Every verse that compares believers to a temple uses the word for sanctuary. The implication is not that it is a grand, important building, consecrated to a religious purpose, but that it is a sacred place, consecrated to God, whatever else it may be.
The teaching that says that our physical well-being honors the indwelling Christ, may be true in some sense. But is this to say that people with lifelong illnesses are dishonoring Christ? That is not what the Bible teaches, and we dishonor the sick when we try to create a karmic link between health and spirituality. There is no mystic link between physical fitness and spiritual fitness.
A Church Is Not God’s House—The Church Is
Another misunderstanding about God’s dwelling is the still-frequent usage of the phrase “house of God” for a church building. This phrase, when used in this way, is essentially a vestige of Judaism, or a holdover from heathenism. It is not the language of the New Testament. Paul and Peter both teach that the church itself—that is, believers—are the house, or family, of God.
If I delay, you may know how one ought to behave in [or among] the household of God, which is the church of the living God … (1 Tim. 3:15)
Some versions say “house of God” in 1 Timothy 3:15, but only a medieval interpretation of the Bible would say that Paul was referring to a physical church.
We are his house. (Heb. 3:6)
You yourselves like living stones are being built up as a spiritual house … (1 Pet. 2:5)
The word for house also means household. In the time when Paul wrote this, when most churches were still meeting in houses under threat of persecution, Paul could not have conceivably taught that a church building is God’s dwelling place. He taught something much more shocking—he taught that we are.
Conclusion
When Jesus said that the Comforter was with the disciples, but would be in them, he was teaching the fulfillment of multiple prophecies given over hundreds of years. He was teaching that Moses’ wish, that all God’s people could prophesy, was one step closer to fulfillment. He was teaching the end of the Old Covenant—in which God dwelled in limited believers and limited places—and the beginning of a new economy of grace, in which God would pour out his Spirit on all flesh.

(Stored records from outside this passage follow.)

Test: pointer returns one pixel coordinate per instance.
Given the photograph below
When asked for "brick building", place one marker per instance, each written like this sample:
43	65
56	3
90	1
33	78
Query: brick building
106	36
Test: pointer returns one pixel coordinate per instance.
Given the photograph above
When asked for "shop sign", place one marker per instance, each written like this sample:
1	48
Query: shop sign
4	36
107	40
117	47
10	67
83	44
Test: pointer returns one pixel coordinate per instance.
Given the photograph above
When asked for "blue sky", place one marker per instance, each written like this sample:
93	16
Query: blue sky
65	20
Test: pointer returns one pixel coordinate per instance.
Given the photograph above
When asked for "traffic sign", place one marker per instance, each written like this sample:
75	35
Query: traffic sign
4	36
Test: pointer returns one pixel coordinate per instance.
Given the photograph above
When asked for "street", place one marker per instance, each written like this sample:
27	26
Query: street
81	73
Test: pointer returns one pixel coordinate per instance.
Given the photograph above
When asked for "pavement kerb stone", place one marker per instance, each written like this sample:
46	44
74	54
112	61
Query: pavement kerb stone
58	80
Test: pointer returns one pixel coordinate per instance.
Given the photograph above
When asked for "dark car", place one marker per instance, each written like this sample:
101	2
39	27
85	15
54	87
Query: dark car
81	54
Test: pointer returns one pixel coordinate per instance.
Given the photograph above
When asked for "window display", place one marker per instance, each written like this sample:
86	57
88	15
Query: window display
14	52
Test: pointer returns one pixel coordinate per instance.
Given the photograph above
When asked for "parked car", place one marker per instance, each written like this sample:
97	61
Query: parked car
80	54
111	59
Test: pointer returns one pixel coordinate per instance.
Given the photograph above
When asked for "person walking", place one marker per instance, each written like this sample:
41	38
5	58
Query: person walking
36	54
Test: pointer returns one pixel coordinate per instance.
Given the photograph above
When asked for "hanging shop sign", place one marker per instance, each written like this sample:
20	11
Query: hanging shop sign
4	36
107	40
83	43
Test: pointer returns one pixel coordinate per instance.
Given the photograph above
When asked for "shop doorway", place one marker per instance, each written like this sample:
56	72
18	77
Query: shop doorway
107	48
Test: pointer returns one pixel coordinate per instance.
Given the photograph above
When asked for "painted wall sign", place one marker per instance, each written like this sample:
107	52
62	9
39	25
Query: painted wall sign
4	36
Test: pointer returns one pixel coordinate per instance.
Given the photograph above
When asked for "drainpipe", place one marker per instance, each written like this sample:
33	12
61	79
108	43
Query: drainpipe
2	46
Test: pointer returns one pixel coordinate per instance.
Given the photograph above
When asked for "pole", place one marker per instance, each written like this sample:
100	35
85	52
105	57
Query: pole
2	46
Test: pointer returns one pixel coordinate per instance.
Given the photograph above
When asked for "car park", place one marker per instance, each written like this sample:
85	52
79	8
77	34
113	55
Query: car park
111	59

That pouring out began on the Day of Pentecost, a Jewish celebration centered around the assembly of men at the temple. But now this outpouring has broken the bounds of upbringing, ethnicity, gender, age, and nation. It is not limited to any physical church or temple, but has entered the hearts of a manifold spiritual assembly, “the assembly of the firstborn who are enrolled in heaven” (Heb. 12:23). This assembly now gathers to no physical meeting place, but under the spiritual banner of the slain Lamb.
Each person who is part of this assembly is like a single stone of a sacred building, or a single cell of Christ’s body, which he said was the temple. Each cell contains the DNA blueprint that represents the whole, which is why we can point a finger at a fellow believer and say, “You yourself are God’s dwelling place.” But it would be far better to imagine every believer from Pentecost onwards, from every tribe, tongue, and nation, and say together, “We are God’s dwelling place.”
Your body may be a temple. But Christ’s body is the temple.